Volglussen in de context van navigatie- en communicatiesystemen verwijzen naar gesloten-luscontrolesystemen die zijn ontworpen om continu de synchronisatie met een interessant signaal te volgen en te behouden. Bij GNSS (Global Navigation Satellite System) worden volglussen in ontvangers gebruikt om de door satellieten uitgezonden draaggolfsignalen te vergrendelen en nauwkeurig te volgen. Er zijn over het algemeen twee hoofdtypen volglussen: codevolglussen, die synchroniseren met pseudo-willekeurige code die door satellieten wordt uitgezonden voor televisiemetingen, en draaggolfvolglussen, die de frequentie van satellietsignaaldragers volgen en volgen voor nauwkeurige positionering.

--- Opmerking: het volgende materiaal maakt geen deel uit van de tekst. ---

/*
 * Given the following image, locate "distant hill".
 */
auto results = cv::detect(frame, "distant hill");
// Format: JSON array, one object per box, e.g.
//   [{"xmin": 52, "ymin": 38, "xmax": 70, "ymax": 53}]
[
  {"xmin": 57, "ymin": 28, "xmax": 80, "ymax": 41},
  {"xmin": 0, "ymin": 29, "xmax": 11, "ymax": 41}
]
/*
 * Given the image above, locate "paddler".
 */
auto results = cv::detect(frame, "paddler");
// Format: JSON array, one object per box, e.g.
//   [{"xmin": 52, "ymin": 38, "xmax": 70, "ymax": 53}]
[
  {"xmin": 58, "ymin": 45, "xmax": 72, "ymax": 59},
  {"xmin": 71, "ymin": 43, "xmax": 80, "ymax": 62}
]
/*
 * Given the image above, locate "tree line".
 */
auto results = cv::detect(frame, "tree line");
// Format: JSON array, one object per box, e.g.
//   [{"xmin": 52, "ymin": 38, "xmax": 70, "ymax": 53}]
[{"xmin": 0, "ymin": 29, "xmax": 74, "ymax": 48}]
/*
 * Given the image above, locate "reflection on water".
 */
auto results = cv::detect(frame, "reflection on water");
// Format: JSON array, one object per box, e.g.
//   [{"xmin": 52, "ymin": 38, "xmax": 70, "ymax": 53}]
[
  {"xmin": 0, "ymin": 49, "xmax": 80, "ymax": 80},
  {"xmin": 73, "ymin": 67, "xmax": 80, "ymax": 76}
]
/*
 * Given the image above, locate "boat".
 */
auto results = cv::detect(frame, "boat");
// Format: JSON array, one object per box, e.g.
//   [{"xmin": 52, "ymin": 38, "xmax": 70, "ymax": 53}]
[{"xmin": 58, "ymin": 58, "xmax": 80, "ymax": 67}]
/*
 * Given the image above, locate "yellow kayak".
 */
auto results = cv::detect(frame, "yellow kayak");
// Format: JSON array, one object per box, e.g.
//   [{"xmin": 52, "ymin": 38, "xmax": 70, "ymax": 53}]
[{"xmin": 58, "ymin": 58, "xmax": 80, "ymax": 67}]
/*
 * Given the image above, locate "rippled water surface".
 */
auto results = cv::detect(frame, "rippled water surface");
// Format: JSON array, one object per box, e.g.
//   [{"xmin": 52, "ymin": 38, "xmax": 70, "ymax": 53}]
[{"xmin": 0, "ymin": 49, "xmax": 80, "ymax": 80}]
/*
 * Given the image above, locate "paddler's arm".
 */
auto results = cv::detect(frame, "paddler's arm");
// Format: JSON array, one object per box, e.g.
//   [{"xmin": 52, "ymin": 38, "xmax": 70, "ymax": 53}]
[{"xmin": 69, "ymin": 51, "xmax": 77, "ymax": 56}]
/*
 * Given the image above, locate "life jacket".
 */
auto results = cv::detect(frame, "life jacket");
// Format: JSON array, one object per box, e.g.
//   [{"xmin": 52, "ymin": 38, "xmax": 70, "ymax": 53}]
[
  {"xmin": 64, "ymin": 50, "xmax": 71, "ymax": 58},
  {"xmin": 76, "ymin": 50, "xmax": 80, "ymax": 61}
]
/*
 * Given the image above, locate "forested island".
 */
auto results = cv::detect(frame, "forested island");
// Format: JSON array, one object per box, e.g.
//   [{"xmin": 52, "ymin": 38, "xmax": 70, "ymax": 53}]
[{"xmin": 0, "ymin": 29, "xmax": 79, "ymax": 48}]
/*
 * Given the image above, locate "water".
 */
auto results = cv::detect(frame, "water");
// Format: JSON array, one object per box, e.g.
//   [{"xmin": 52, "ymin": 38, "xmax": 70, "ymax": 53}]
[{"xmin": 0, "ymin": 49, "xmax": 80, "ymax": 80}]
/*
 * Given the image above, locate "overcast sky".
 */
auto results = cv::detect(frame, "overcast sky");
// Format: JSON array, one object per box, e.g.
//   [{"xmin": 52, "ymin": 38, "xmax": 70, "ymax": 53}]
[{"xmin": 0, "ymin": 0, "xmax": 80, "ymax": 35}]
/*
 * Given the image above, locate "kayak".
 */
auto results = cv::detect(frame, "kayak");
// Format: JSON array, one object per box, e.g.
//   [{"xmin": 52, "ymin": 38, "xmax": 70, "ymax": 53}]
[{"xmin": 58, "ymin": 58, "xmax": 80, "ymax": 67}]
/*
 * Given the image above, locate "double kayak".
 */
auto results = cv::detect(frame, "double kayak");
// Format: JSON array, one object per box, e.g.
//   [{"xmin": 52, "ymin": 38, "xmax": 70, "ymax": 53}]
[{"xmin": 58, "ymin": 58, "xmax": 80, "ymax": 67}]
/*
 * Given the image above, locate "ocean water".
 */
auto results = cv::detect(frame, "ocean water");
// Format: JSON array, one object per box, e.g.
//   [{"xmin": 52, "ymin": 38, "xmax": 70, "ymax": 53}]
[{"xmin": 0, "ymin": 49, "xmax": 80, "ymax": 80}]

GNSS-tracking omvat het proces van het verwerven en volgen van signalen die door satellieten worden verzonden om de positie-, snelheid- en timinginformatie van de ontvanger te bepalen. GNSS-ontvangers gebruiken volglussen om satellietsignalen te verwerven en vast te houden, waardoor nauwkeurige meting van signaalreistijden (bereik) en Doppler-verschuivingen (snelheid) mogelijk is. Door gelijktijdig signalen van meerdere satellieten te volgen, kunnen GNSS-ontvangers hun positie berekenen via technieken zoals trilateratie of multilateratie, waardoor nauwkeurige navigatiemogelijkheden voor verschillende toepassingen worden geboden.

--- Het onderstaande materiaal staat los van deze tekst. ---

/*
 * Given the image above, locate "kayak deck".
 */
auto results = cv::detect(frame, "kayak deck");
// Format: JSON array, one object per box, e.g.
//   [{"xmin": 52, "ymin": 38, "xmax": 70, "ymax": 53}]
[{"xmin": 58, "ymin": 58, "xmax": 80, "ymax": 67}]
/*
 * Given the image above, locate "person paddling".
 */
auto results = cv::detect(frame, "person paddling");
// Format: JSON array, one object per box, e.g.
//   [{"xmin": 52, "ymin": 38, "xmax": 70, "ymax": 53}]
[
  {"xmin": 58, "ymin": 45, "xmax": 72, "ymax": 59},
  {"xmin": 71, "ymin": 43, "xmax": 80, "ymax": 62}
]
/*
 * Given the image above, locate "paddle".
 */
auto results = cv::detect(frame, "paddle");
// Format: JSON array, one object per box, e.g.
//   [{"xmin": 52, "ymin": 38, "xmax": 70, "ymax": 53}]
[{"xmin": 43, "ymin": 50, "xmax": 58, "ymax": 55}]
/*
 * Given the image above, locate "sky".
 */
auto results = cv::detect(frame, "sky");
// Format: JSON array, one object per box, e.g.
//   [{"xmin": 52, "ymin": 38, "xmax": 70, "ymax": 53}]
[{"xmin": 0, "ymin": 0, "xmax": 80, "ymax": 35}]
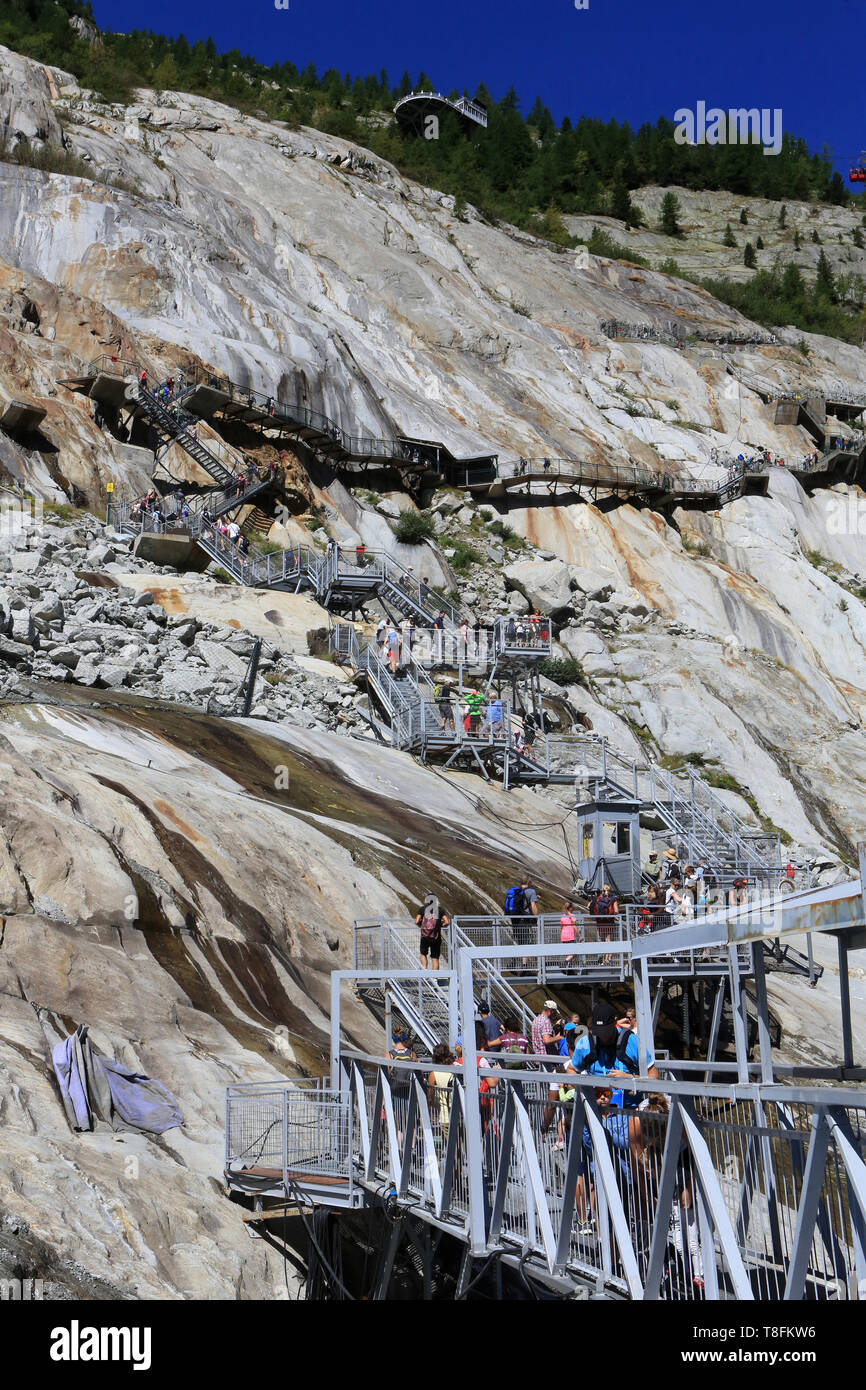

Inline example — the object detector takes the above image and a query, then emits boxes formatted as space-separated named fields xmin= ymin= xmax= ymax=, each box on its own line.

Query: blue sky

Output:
xmin=93 ymin=0 xmax=866 ymax=172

De bandbreedte van een draaggolfvolglus in GNSS verwijst naar het frequentiebereik waarover de volglus effectief het draaggolfsignaal van de satellieten kan volgen en volgen. Normaal gesproken bepaalt de bandbreedte van een draaggolfvolglus het vermogen ervan om nauwkeurig variaties in de draaggolffrequentie te volgen die worden veroorzaakt door factoren zoals Doppler-verschuivingen als gevolg van relatieve beweging tussen de satelliet en de ontvanger. De bandbreedte is zo ontworpen dat deze voldoende is om deze frequentievariaties te volgen en tegelijkertijd ruis en interferentie te onderdrukken, waardoor robuuste en stabiele trackingprestaties worden gegarandeerd.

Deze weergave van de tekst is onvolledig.